The two attackers regrouped and began to slowly stalk around Leonard with clearly malicious intent. The fact that it was hard to get his footing on the wet black-top was only icing on the cake. Once more, his tactic of "Separate and Annihilate" would be useless now, since the tabbies had witnessed it first hand; the tabbies were stuck together like glue. Leonard did not express his distress, however. He knew half the battle was psychological. His calm composure would be unusual to the alley cats since they were used to seeing the fear in the eyes of their victims. This strange behavior would unnerve them, which led Leonard to do something even more unexpected.

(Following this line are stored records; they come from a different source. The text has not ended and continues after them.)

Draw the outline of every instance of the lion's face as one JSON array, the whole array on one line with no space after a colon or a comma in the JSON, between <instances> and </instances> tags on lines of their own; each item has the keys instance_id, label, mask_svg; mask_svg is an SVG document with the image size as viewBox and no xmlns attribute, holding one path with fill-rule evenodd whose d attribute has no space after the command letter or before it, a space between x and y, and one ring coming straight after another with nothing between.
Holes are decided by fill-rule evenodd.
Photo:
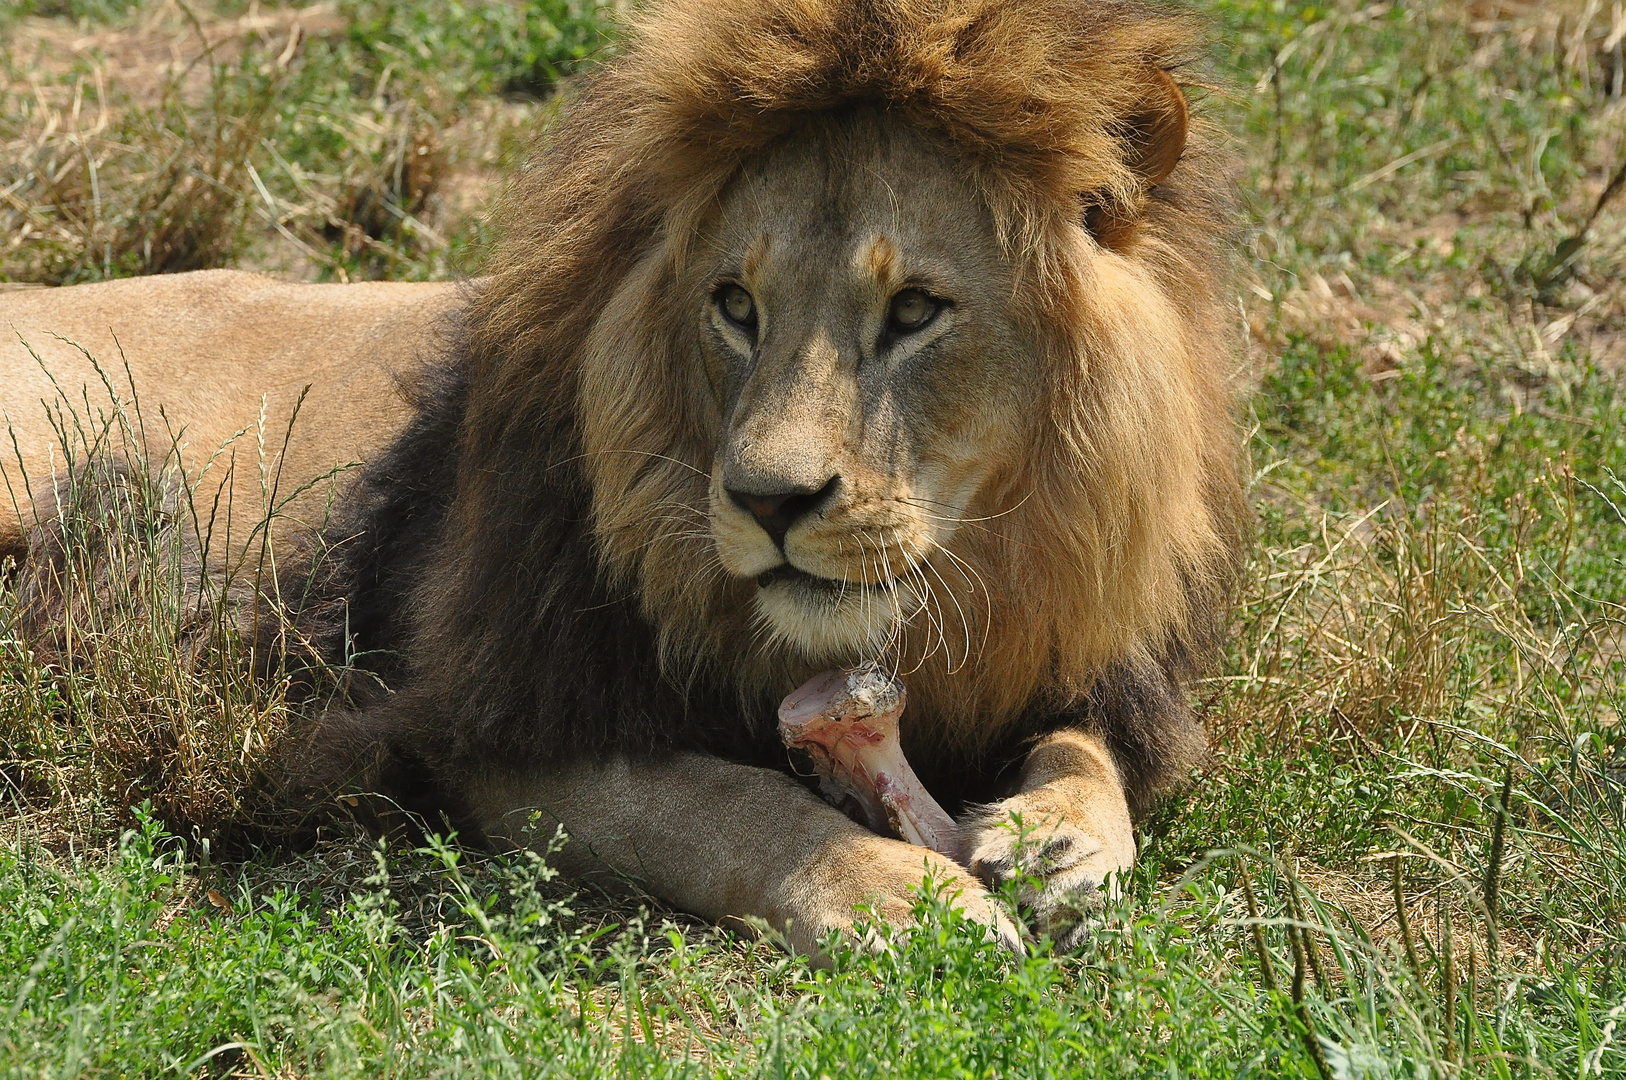
<instances>
[{"instance_id":1,"label":"lion's face","mask_svg":"<svg viewBox=\"0 0 1626 1080\"><path fill-rule=\"evenodd\" d=\"M1031 444L1036 349L965 176L898 121L793 138L727 189L697 260L711 535L814 662L975 591L950 541Z\"/></svg>"}]
</instances>

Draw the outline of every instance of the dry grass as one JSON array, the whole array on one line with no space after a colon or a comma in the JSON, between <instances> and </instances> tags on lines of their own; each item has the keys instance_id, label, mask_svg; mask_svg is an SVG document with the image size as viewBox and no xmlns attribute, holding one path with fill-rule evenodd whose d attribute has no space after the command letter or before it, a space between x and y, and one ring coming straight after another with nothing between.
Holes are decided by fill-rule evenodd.
<instances>
[{"instance_id":1,"label":"dry grass","mask_svg":"<svg viewBox=\"0 0 1626 1080\"><path fill-rule=\"evenodd\" d=\"M221 82L200 111L170 94L118 109L100 78L67 100L0 91L8 276L66 284L224 263L241 243L272 85Z\"/></svg>"},{"instance_id":2,"label":"dry grass","mask_svg":"<svg viewBox=\"0 0 1626 1080\"><path fill-rule=\"evenodd\" d=\"M252 560L213 554L225 516L198 488L239 450L263 462L282 433L244 432L189 478L178 435L164 457L144 452L161 441L149 423L166 421L102 370L100 400L50 406L65 450L55 504L12 568L21 588L0 591L0 798L58 841L127 826L141 804L178 836L252 840L272 822L265 794L296 715L250 629L280 605ZM268 533L275 483L258 513L233 508L239 529L246 510Z\"/></svg>"}]
</instances>

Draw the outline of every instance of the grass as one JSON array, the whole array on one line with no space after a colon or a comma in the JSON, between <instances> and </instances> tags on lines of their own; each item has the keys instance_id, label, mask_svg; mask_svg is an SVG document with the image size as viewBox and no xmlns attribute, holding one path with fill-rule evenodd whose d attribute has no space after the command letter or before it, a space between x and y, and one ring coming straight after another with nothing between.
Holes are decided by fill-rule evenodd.
<instances>
[{"instance_id":1,"label":"grass","mask_svg":"<svg viewBox=\"0 0 1626 1080\"><path fill-rule=\"evenodd\" d=\"M0 5L0 281L467 269L484 174L606 40L597 0L243 7Z\"/></svg>"},{"instance_id":2,"label":"grass","mask_svg":"<svg viewBox=\"0 0 1626 1080\"><path fill-rule=\"evenodd\" d=\"M1213 761L1081 953L1010 960L928 894L891 950L813 972L535 858L221 861L240 740L287 705L241 643L179 685L154 574L72 616L101 620L90 663L0 633L5 1071L1626 1075L1626 24L1202 6L1246 161L1257 544L1198 688ZM477 266L485 192L602 40L588 7L255 10L0 14L0 277ZM217 38L202 75L118 59ZM216 194L165 202L186 178Z\"/></svg>"},{"instance_id":3,"label":"grass","mask_svg":"<svg viewBox=\"0 0 1626 1080\"><path fill-rule=\"evenodd\" d=\"M45 405L62 479L49 519L29 522L30 576L0 592L0 791L41 839L116 829L144 802L218 842L255 821L293 716L290 679L257 676L263 646L234 615L276 594L270 525L300 494L279 491L289 432L262 415L188 474L170 418L143 412L128 371L93 365L101 386L58 384ZM260 481L247 514L207 487L239 466Z\"/></svg>"}]
</instances>

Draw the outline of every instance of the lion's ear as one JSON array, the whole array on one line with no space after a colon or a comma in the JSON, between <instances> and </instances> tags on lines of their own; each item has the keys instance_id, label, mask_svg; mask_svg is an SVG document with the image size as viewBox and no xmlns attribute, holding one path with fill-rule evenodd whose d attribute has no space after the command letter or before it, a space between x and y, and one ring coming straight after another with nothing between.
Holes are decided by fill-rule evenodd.
<instances>
[{"instance_id":1,"label":"lion's ear","mask_svg":"<svg viewBox=\"0 0 1626 1080\"><path fill-rule=\"evenodd\" d=\"M1169 178L1186 152L1186 131L1191 110L1167 71L1152 71L1152 91L1141 107L1124 118L1128 164L1146 178L1147 187L1156 187Z\"/></svg>"},{"instance_id":2,"label":"lion's ear","mask_svg":"<svg viewBox=\"0 0 1626 1080\"><path fill-rule=\"evenodd\" d=\"M1141 177L1143 191L1167 180L1180 164L1190 120L1186 95L1168 72L1154 68L1146 97L1123 118L1117 132L1125 164ZM1084 227L1100 243L1118 247L1134 234L1143 205L1143 199L1127 206L1111 199L1092 202L1084 212Z\"/></svg>"}]
</instances>

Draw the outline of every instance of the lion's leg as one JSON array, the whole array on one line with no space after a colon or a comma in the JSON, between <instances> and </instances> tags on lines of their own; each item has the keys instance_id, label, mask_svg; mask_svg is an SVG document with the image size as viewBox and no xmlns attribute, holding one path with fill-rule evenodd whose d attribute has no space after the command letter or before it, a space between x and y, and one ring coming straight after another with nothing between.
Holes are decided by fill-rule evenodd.
<instances>
[{"instance_id":1,"label":"lion's leg","mask_svg":"<svg viewBox=\"0 0 1626 1080\"><path fill-rule=\"evenodd\" d=\"M542 828L527 835L532 809ZM907 924L910 889L928 873L1017 947L1014 929L960 867L877 836L768 769L703 754L582 764L491 785L477 816L488 835L516 843L543 842L562 824L573 841L561 852L566 873L626 875L713 921L760 918L812 955L827 930L853 924L860 904Z\"/></svg>"},{"instance_id":2,"label":"lion's leg","mask_svg":"<svg viewBox=\"0 0 1626 1080\"><path fill-rule=\"evenodd\" d=\"M1041 933L1071 948L1103 887L1135 862L1129 801L1112 755L1087 732L1051 733L1029 753L1017 793L962 823L961 844L982 880L1029 878L1023 906Z\"/></svg>"},{"instance_id":3,"label":"lion's leg","mask_svg":"<svg viewBox=\"0 0 1626 1080\"><path fill-rule=\"evenodd\" d=\"M1024 904L1062 948L1082 940L1103 886L1134 864L1133 817L1203 757L1183 662L1171 652L1102 673L1071 722L1034 746L1016 793L961 822L967 865L989 883L1022 879Z\"/></svg>"}]
</instances>

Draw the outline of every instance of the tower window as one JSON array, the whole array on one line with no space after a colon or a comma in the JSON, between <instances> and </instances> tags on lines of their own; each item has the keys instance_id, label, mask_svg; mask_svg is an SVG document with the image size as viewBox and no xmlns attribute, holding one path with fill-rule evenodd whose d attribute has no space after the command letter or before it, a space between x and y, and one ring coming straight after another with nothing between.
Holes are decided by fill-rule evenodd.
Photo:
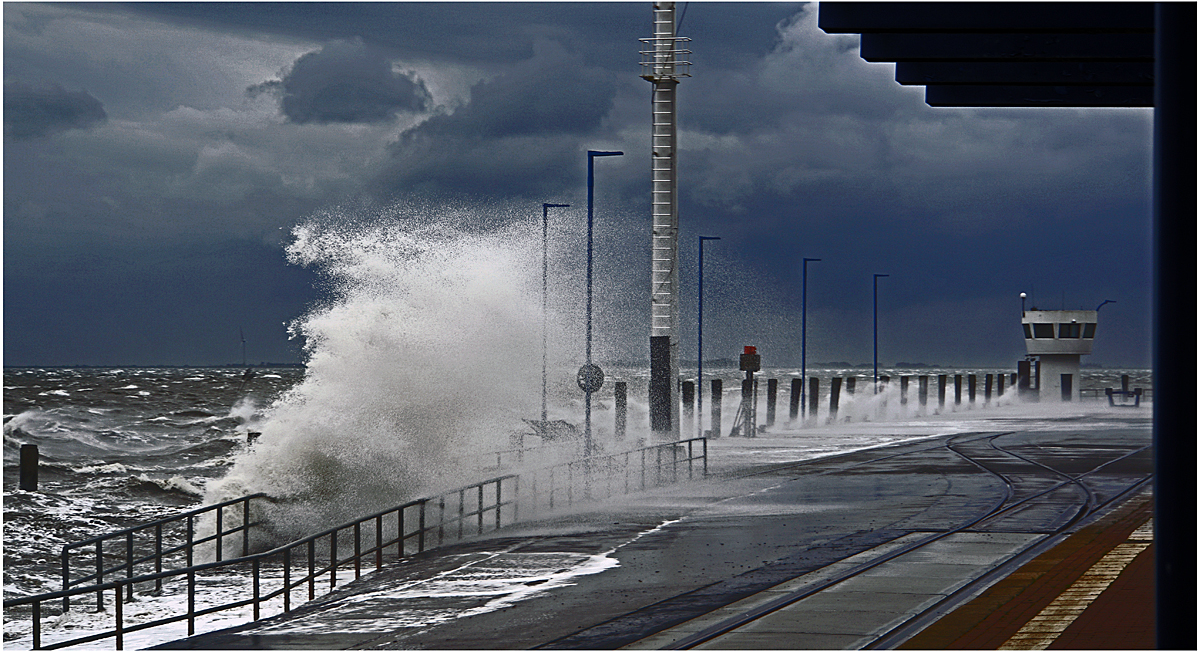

The best defense is a good offense after all. With all the speed he could muster, Leonard charged the two cats. The speed and the growling made the tabbies hesitate, which was their fatal mistake. He was between the two cats in the blink of an eye, slashing the front inner leg of the larger one; knock it over. The other cat had jumped in surprise, and was back-pedaling away from the sudden assault. Leonard leaped as high as he could, bridging the gap and coming down like a furry lightning bolt on to the cat's back. Fur flew, as Leonard began to hack and slash away at his opponent. The cat tried to shake the small bundle of feline fury off his back but to no avail. Eventually, the cat succumbed to wounds delivered from the furious melee and fell over unconscious. He would live, but the scars and bald patches he carried would be a constant reminder of the consequences of reckless stupidity.

Leonard stood upon the wounded cat triumphantly, sighing deeply just before air was knocked out of his lungs. The massive paw of the large cat sent Leonard flying off the back of his wounded tabby comrade. Leonard lay in a heap several feet away hacking and coughing. "Some cats never give up." he supposed, as he regained his composure and prepared for a fresh assault. He should know; he wouldn't be around if it wasn't so.

Leonard's brilliant blue eyes stared intently as the large tabby lumbered over. He hissed defiantly in the face of his attacker, savoring the fair fight that had been denied him earlier, that had finally arrived. The large tabby didn't hesitate for a second. He rushed forward at Leonard; a tactic that would have worked, and had worked before when Leonard was distracted by another cat. Leonard easily dodged the attack choosing to use it to his advantage and bit his attacker's tail. The large cat screeched in pain and reared back on its hind legs. Leonard didn't skip a beat; he was instantly around the cat. With a great burst of strength, he threw himself at the cat, slamming it back off its hind legs and onto its back.

His attacker could not figure out what was going on. One second he was charging, the next he was on his back. Leonard put a paw on the cat's chest to pin it before it regained its senses. With his paw raised high and claws extended; he was prepared to deliver the Coup de Grace to the Tabby's unprotected throat. Just before the killing blow was struck, Leonard retracted his claws. He didn't think killing the cat was necessary. He was a warrior after all, not a cold-blooded killer. The rain came down heavy as the small Siamese stepped off the battle-field, leaving three dumbfounded cats licking their wounds. The warrior stepped out of the downpour and into the cover of the porch overhang. he laid down to rest once again, at ease knowing Battle Street was safe for another day.